Toutefois, cette part est en progression dans la majorité des pays étudiés et l’essentiel du soutien accordé induit une augmentation des prix qui, selon l’OCDE, est la forme d’aide publique la moins efficiente et entraînant le plus de distorsions des échanges.
Le soutien aux producteurs a augmenté ces dernières années dans tous les pays considérés, exception faite de la Russie, où le niveau du soutien était déjà relativement élevé. Cette tendance est confortée par un contexte économique dynamique, indique le rapport. Les gouvernements de ces pays estiment pouvoir opérer des transferts plus conséquents vers le secteur agricole, et les consommateurs sont souvent plus en mesure d’accepter la hausse des prix alimentaires.
Le rapport analyse l’efficacité des mesures prises par les autorités publiques face aux défis communs qu’ils ont à relever : lutte contre la pauvreté, développement rural, sécurité alimentaire, et adaptation des agriculteurs à la concurrence internationale.
Le rapport déplore le faible niveau des dépenses publiques consacrées aux services d’intérêt général en faveur de l’agriculture, tels que la recherche et le développement, la formation, la commercialisation et l’amélioration des infrastructures. En outre, bien que tous les pays examinés aient démontré qu’une profonde réforme du secteur agricole est à la fois possible et bénéfique, l’incohérence de la mise en œuvre des politiques publiques a dans de nombreux cas nui à leur efficacité.

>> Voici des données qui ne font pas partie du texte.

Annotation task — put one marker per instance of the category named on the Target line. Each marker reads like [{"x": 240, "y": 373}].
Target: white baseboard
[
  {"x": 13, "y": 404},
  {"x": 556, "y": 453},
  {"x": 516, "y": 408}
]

Selon les recommandations de l’OCDE, il est surtout impératif de diversifier davantage les sources de revenu des populations rurales, en particulier dans le secteur de l’agriculture de subsistance. L’amélioration des services d’éducation et de santé, ainsi que la réforme des droits fonciers et de la fiscalité, encourageraient cette diversification et réduiraient la dépendance des ruraux vis-à-vis des seules activités agricoles.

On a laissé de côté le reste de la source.